Of course, there was not any truth in this remark – the hunger artist simply wanted to show that his former spectators were not worthy of his performances. Yet, it was only at the end of his life that the hunger artist was able to realize this simple truth. What prompted him to do so is the fact that, by walking straight to the cages with animals, without noticing the cage with the hunger artist inside, spectators were proving themselves not much different from the horned and tailed creatures of the nature that they came to see.

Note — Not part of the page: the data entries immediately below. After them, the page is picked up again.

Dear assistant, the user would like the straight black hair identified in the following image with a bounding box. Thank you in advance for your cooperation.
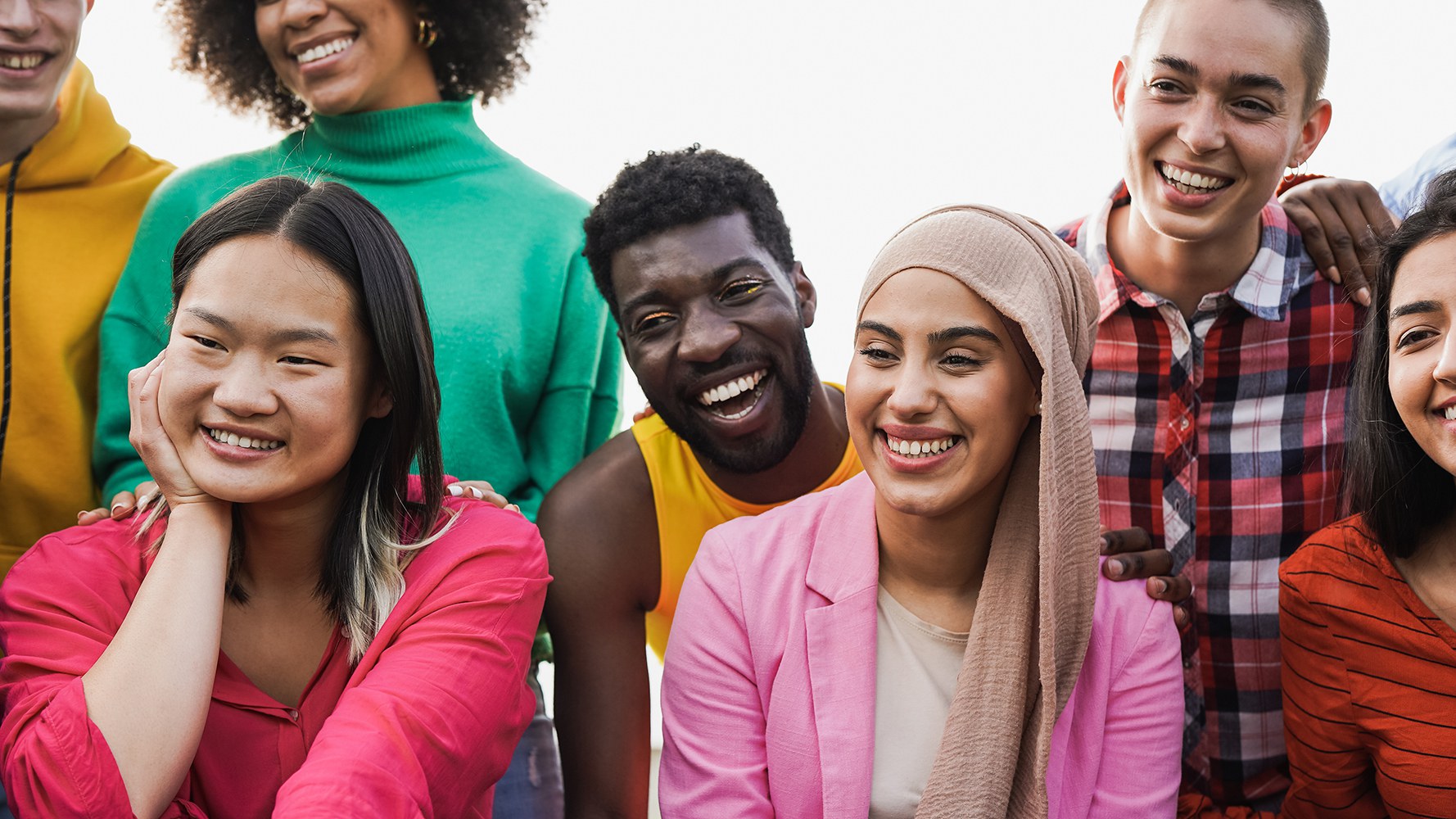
[1345,170,1456,558]
[172,176,444,658]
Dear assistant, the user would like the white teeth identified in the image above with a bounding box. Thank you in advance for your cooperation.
[885,434,955,458]
[0,54,45,69]
[1160,162,1229,194]
[698,370,769,405]
[294,36,354,66]
[206,428,283,450]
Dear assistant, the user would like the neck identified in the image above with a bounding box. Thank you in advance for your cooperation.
[1106,201,1261,318]
[237,481,342,596]
[0,105,61,165]
[699,376,849,505]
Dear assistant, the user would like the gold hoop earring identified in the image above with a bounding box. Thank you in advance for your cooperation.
[415,17,440,48]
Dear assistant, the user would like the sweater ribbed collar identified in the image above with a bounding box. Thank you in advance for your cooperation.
[285,99,509,182]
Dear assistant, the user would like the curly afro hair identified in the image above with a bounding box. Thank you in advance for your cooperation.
[157,0,545,129]
[584,144,794,314]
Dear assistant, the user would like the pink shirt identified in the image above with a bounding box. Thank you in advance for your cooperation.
[0,497,550,819]
[658,475,1184,819]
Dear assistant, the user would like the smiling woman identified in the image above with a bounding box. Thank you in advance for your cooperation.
[659,206,1182,819]
[0,178,549,819]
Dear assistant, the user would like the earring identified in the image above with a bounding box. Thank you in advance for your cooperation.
[415,17,440,48]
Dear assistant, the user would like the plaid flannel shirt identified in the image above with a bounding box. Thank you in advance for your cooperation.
[1060,187,1363,808]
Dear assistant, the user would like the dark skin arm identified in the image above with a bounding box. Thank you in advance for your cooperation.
[1280,179,1395,307]
[537,432,662,819]
[1102,527,1192,631]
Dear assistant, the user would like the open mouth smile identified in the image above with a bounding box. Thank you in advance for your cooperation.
[1155,162,1233,195]
[698,369,769,421]
[202,427,284,450]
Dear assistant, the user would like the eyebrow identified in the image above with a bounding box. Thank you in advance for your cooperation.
[857,319,1003,346]
[1153,54,1289,99]
[1390,299,1441,320]
[182,307,339,346]
[619,256,771,316]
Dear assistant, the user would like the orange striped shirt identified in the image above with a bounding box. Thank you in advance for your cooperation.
[1280,516,1456,819]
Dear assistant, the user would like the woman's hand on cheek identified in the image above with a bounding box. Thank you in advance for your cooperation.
[127,350,219,510]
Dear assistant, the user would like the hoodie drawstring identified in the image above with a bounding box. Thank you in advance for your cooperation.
[0,148,30,477]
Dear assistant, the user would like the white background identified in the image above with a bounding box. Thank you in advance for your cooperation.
[82,0,1456,752]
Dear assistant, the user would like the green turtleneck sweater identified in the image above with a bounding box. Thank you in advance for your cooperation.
[93,101,622,520]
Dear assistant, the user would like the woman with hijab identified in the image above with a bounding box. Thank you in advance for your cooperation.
[659,206,1182,819]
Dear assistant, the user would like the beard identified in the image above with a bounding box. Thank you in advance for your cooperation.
[648,326,818,473]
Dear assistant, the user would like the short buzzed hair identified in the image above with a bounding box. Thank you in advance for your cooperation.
[1133,0,1329,114]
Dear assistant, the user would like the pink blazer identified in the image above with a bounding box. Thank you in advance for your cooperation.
[658,475,1184,819]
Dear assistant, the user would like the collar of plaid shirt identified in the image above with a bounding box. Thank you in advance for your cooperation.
[1076,182,1312,324]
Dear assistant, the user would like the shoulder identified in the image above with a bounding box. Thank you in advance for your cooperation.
[405,497,546,583]
[0,518,151,625]
[1278,514,1386,608]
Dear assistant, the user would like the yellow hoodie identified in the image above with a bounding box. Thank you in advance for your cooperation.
[0,63,174,577]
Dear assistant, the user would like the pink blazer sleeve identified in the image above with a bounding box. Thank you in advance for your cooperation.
[0,522,212,819]
[274,501,550,819]
[658,532,773,819]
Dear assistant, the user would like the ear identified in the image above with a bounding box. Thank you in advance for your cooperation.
[789,262,818,328]
[1286,99,1331,168]
[369,383,395,419]
[1112,54,1133,122]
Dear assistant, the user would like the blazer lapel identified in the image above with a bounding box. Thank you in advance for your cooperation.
[803,475,879,819]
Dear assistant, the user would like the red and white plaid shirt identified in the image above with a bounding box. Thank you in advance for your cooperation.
[1060,187,1363,808]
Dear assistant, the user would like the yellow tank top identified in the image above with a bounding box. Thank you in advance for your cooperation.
[632,385,863,658]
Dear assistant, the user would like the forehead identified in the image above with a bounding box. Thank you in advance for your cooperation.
[178,236,357,327]
[1136,0,1308,97]
[859,267,1005,337]
[612,211,784,306]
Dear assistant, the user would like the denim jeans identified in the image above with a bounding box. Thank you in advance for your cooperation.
[489,664,565,819]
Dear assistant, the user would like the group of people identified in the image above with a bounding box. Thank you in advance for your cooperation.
[0,0,1456,819]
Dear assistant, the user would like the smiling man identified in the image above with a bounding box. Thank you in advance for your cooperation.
[1063,0,1360,812]
[0,0,172,577]
[539,148,861,817]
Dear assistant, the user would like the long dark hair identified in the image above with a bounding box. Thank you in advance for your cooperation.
[161,176,444,658]
[1345,170,1456,558]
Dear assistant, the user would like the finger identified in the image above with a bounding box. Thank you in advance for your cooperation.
[1102,550,1173,580]
[1102,526,1153,555]
[1147,576,1192,604]
[1284,197,1340,284]
[108,490,137,518]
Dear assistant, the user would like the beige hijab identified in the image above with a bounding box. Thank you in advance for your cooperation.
[859,206,1098,819]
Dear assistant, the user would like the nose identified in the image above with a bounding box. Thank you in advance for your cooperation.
[213,360,278,419]
[283,0,329,29]
[1431,333,1456,387]
[0,0,41,38]
[885,360,939,419]
[1178,96,1228,155]
[677,309,743,363]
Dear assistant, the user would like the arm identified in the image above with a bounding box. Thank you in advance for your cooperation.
[92,174,201,509]
[1280,178,1395,307]
[4,355,232,816]
[658,532,773,819]
[511,249,622,520]
[274,501,550,817]
[540,432,662,819]
[1089,586,1184,817]
[1278,564,1386,819]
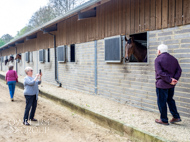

Therefore, it will only be logical, on our part, to suggest that the Kafka story’s ultimate conclusion once again stresses out the motif of alienation. While facing death, the hunger artist had enough courage to admit to himself that the reason why spectators used to admire him, is that they perceived him as something he has been trying hard not to be – a money-greedy human animal. The ironic sounding of the story’s final scene is self-evident.
I believe that the provided earlier line of argumentation, in regards to how the motif of existential/social alienation defines the philosophical significance of Kafka’s stories Metamorphosis and A Hunger Artist, is being thoroughly consistent with the paper’s initial thesis-statement. Apparently, it was Kafka’s proficiency in exploring this particular motif in many of his literary works, which established objective preconditions for him to be considered a truly great writer.
Greenwood, Susan. Anthropology of Magic. Oxford: Berg Publishers, 2009. Print.
Kafka, Franz. A Hunger Artist. Trans. Ian Johnston. Vancouver Island University, 2009. Web.
Kafka, Franz. Metamorphosis. Trans. Ian Johnston. Vancouver Island University, 2009. Web.
Kundera, Milan. “Kafka’s World.” The Wilson Quarterly 12.5 (1988): 88-99. Print.